From research to rollout, the ACT-Accelerator remains the world’s only end-to-end solution for accelerating the development and fair distribution of COVID-19 tools. Through the COVAX pillar – led by Gavi, CEPI and WHO, alongside UNICEF as key delivery partner – and the Diagnostics Pillar – led by FIND and the Global Fund – the ACT-Accelerator is working to address challenges of equitable access and to help the world meet the global targets of 70% vaccination coverage by mid-2022 and minimum testing rates of at least 1 per 1000 people per day in 2022.
Through the Therapeutics Pillar – led by Unitaid and Wellcome – the ACT-Accelerator is working to provide treatments for up to 120 million COVID-19 cases expected in the next 12 months in low-income countries, lower middle-income countries and underserved upper middle-income countries, focused on equitable access to effective tools, including existing and potential new treatments and medical oxygen.
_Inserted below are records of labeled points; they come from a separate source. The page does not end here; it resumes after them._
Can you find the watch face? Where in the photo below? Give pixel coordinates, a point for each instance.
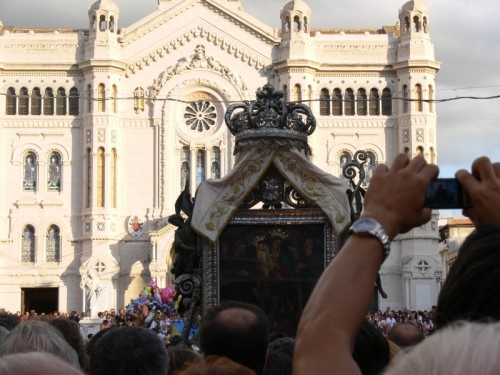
(365, 225)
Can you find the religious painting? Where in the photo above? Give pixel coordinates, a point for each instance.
(271, 260)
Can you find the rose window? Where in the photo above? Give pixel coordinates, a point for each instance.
(200, 115)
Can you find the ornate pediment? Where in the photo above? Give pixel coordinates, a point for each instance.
(198, 60)
(204, 33)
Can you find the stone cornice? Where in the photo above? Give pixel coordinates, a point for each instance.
(45, 122)
(201, 31)
(366, 122)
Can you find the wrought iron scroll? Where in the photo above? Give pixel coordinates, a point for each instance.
(354, 172)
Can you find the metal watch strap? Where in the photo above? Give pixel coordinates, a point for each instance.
(371, 227)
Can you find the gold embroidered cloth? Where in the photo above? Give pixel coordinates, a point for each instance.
(216, 200)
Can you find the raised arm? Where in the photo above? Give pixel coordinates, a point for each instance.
(483, 188)
(341, 298)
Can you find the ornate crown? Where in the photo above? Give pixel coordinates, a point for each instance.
(278, 233)
(270, 116)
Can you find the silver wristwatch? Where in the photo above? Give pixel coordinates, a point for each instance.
(371, 227)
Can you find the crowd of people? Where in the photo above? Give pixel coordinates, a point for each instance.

The Health Systems & Response Connector priorities for the next year include connecting countries with financing, tracking needs in real time, and addressing surge staffing requirements for vaccine rollouts, with work being led by the Global Fund, the World Bank, WHO, with UNICEF and the Global Financing Facility as implementing partners.
The ACT-Accelerator’s impact so far includes:
- Delivering more than 425 million vaccine doses to 144 countries and territories through COVAX;
- Halving the cost of COVID-19 rapid tests, transferring technology to low and middle-income countries, and delivering more than 128 million tests through the Diagnostics Consortium;
- Increasing essential oxygen, personal protective equipment (PPE) and treatment supplies, including through the advance purchase of nearly 3 million doses of dexamethasone and more than US$4 billion worth of support from the Global Fund’s COVID-19 Response Mechanism (C19RM).
To provide enough vaccines, tests and treatments for distribution to all in need, the ACT-Accelerator has also helped build a robust development pipeline of COVID-19 tools through investments in areas from research and clinical trials to product development, rapid regulatory approvals and market shaping.